Khalid is one of the thousands of Afghans starting over in new countries after the American withdrawal. His friends said he had no intention of leaving and planned to defend his homeland after U.S. forces were gone. But the government collapsed with stunning speed, and the president fled the country.

He was widely known because of his position as police chief in southern Afghanistan’s Helmand province and from television appearances, including one in which he challenged the Taliban to a fight, his friends said.

“There’s no price in the world to be able to see Khalid and his family,” said Robert McCreary, a former congressional chief of staff and White House official under President George W. Bush, who worked with U.S. special forces in Afghanistan. “You’re talking about human lives and whether they live or die. We’re so happy that we were able to get this done for them after everything they’ve done for us.”

McCreary told the AP last month that Khalid originally sought protection only for his family while he kept fighting.

He said Khalid came to the rescue in March 2013, when a special forces detachment in eastern Afghanistan’s Wardak province suffered an insider attack. Someone dressed in an Afghan National Security Forces uniform opened fire, killing two Americans.

When the outpost was almost simultaneously attacked from the outside, a U.S. commander called on Khalid, who within minutes raced into the valley with a quick-reaction force to defend his American partners.

In 2015, when Khalid lost part of his right leg in a rocket-propelled grenade attack, friends in the U.S. military helped get him medical care and a prosthetic leg outside the country. A month later, he was again leading special police operations alongside Americans, said Army Special Forces Sgt. Major Chris Green, who worked with Khalid in Afghanistan.

Along the way, he helped apprehend al-Qaeda and Taliban leaders. He went on to serve as police chief in Ghazni province and then Helmand province, where he was wounded in July in the mortar attack.

Khalid said he left a “very tough situation” and “returned from the dead.”

“I served my country for 20 years. We had a government. We had a military. Everything is gone. Sometimes I cry about it,” he said. “These brothers helped me. I wasn’t expecting to be alive. But they saved my life and my family.”

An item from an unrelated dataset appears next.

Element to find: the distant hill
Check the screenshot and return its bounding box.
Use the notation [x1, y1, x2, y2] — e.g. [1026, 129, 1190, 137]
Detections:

Khalid spent his first days in Washington walking around the city and spending time with his family at a park. The children of a government official baked his family dozens of cookies. He was taken over the weekend to Walmart to buy clothes.

He hopes to meet this week with Sen. Chris Coons who, with McCreary, helped lead the effort to rescue Khalid, McCreary said. He also plans to meet with immigration attorneys to begin the process of becoming an American citizen.

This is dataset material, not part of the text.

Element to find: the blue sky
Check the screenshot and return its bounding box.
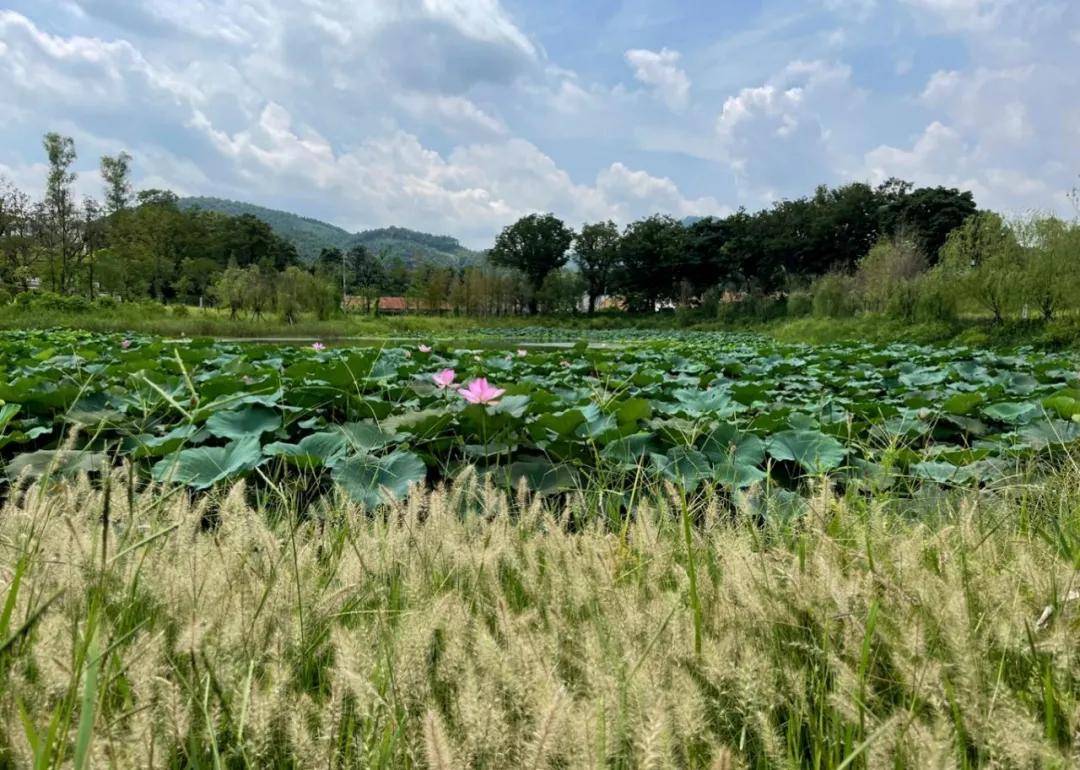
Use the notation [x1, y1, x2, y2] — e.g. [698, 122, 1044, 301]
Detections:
[0, 0, 1080, 246]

Khalid said he wants to learn English, pursue a degree in computer engineering and spend more time with his family, something he wasn’t able to do in Afghanistan.

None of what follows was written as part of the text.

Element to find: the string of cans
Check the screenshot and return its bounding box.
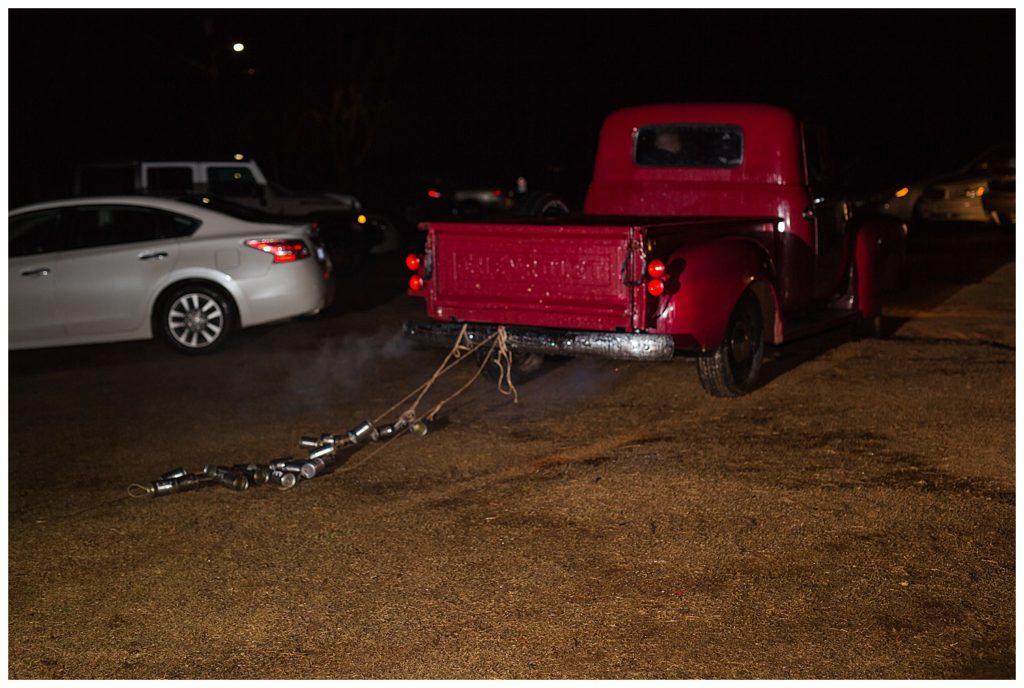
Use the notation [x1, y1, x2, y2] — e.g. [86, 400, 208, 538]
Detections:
[129, 416, 428, 497]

“I spent a lot of time at war,” he said. “This is the first time that I’m home safe with my family.”

Nic McKinley, a CIA and Air Force veteran who founded Dallas-based DeliverFund, a nonprofit that’s secured housing for 50 Afghan families in the United States, said that Khalid’s story, while dramatic, is not unusual among Afghans.

He helped find Khalid a host in Washington and made sure he and his family had clothes and food.

“Khalid is a very smart man, a very capable man,” McKinley said. “The whole community is wrapping around him to make sure that he has the things that he needs and, more importantly, as new needs pop up in the future, he has a community that he can lean on.”

McCreary said he planned to be there for Khalid every step of the way.

“This is a great way to show him how much we love him for everything that he’s done with us and for us and how many American lives he saved and his time working alongside us,” McCreary said. “It’s a true honor to keep that promise for him.”